Harry Shearer has launched a $125 million fraud and contract-breach lawsuit against Vivendi and StudioCanal over the 1984 rockumentary classic This Is Spinal Tap.
The complaint, filed last week in California federal court, is packed with enough nuggets to instantly make this a must-watch “Hollywood accounting” case. Through the lawsuit, Shearer also reveals he is attempting to claw back rights to the film and its continually popular soundtrack.
Shearer, perhaps best known for the 23 characters he voices on The Simpsons, co-created the semi-fake band Spinal Tap in the 1970s with Christopher Guest and Michael McKean. The film, directed by Rob Reiner and featuring Shearer as bassist Derek Smalls, was produced and released by Embassy Pictures. After a series of transactions, rights to Spinal Tap landed in the hands of Vivendi, the French conglomerate that once had the ambitious goal of becoming one of the largest studios in the industry.
Despite the film’s legacy and Spinal Tap’s enduring success as an actual band able to sell out arenas, Shearer’s company Century of Progress Productions alleges that the four lead creatives have received just $81 in merchandising income and $98 in musical sales income in the past three decades from the franchise.
According to the complaint, the original 1982 production agreement called for Shearer, McKean, Guest and Reiner to get 40 percent of net receipts. In Hollywood, though, calculating contingent profit participation often triggers disputes that go up to 11. This one certainly did.
This lawsuit raises two accounting issues, in particular, that draw attention. For starters, Vivendi is accused of “cross-collateralizing unsuccessful films bundled with TIST [This Is Spinal Tap] in their accounting,” a practice sometimes known as straight-lining. Vivendi also is charged with not doing an honest job managing the flow of payments through its subsidiaries. At a time when vertically integrated companies in entertainment continue to raise legal issues, the complaint speaks to how the soundtrack music rights are owned by Vivendi subsidiary Universal Music Group, said to have an obligation to pay Vivendi subsidiary Canal.
“The accounting between the Vivendi subsidiaries is not at arm’s-length, is anti-competitive, and deprives the TIST creators of a fair reward for their services,” states the complaint.
With other accounting improprieties alleged, such as undocumented marketing expenses and improper deductions, Shearer’s lawsuit references the Copyright Act’s termination provisions, which allow authors to cancel grants and regain rights after 35 years.
“Particularly given that Vivendi has offset fraudulent accounting for revenues from music copyrights against equally dubious revenue streams for film and merchandising rights also controlled by Vivendi subsidiaries, Shearer is concurrently filing notices of copyright termination for publishing and recording rights in Spinal Tap songs he co-wrote and co-recorded, as well as in the film itself,” states the complaint.
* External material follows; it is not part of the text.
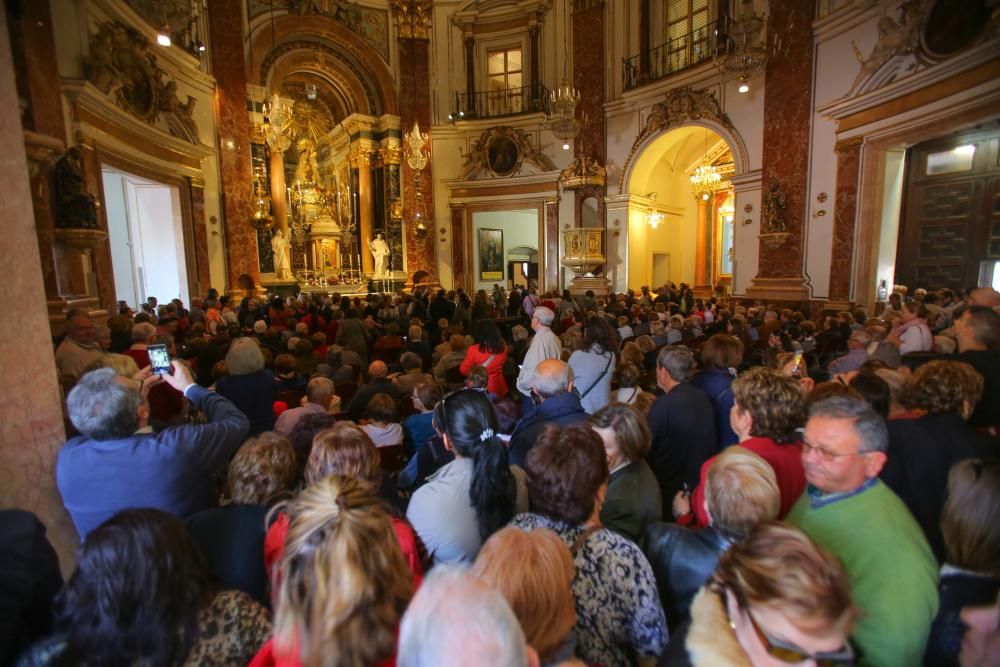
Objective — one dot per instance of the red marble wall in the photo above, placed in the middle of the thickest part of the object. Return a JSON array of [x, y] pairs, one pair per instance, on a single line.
[[233, 129], [415, 105], [787, 86], [203, 274], [844, 213], [458, 246], [588, 77]]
That means that Vivendi would potentially lose rights to This Is Spinal Tap in 2019. Copyright termination has been a big subject in the music industry, but is only beginning to impact the film business.
The lawsuit (read here in full) hardly stops there, also putting blame on co-defendant Ron Halpern at Canal for management of the exploitation of Spinal Tap. Shearer says his manager received assurances from Halpern that everything was OK, but now accuses him of deception.
Shearer’s company says that in 2013, in anticipation of the film’s 30th anniversary, it commissioned a study of accounting statements and revenue streams that “first discovered that Vivendi had engaged in a pattern of anti-competitive and unfair business practices, had abandoned enforcement of valuable TIST rights, and had willfully concealed and manipulated years of accountings to retain monies due and owing to Plaintiff.”
The lawsuit also discusses how the defendants allegedly let others, including one brewing company, register “Spinal Tap” at the Trademark Office without opposition.
Shearer, though, implies he’s been stopped from reprising his famous character.
According to the complaint, “Despite Defendants’ abandonment of any trademarks rights related to This Is Spinal Tap, including in and to the mark SPINAL TAP, Defendants have sought selectively to claim rights to the marks against Plaintiff and other co-creators of the SPINAL TAP band, and have sought to prevent Plaintiff from performing or selling merchandise in association with the marks SPINAL TAP or DERRICK SMALLS unless Defendants grant a license and receive payment for such use.”
The plaintiff is repped by Peter Haviland at Ballard Spahr and demands $125 million in compensatory and punitive damages. Vivendi has yet to respond.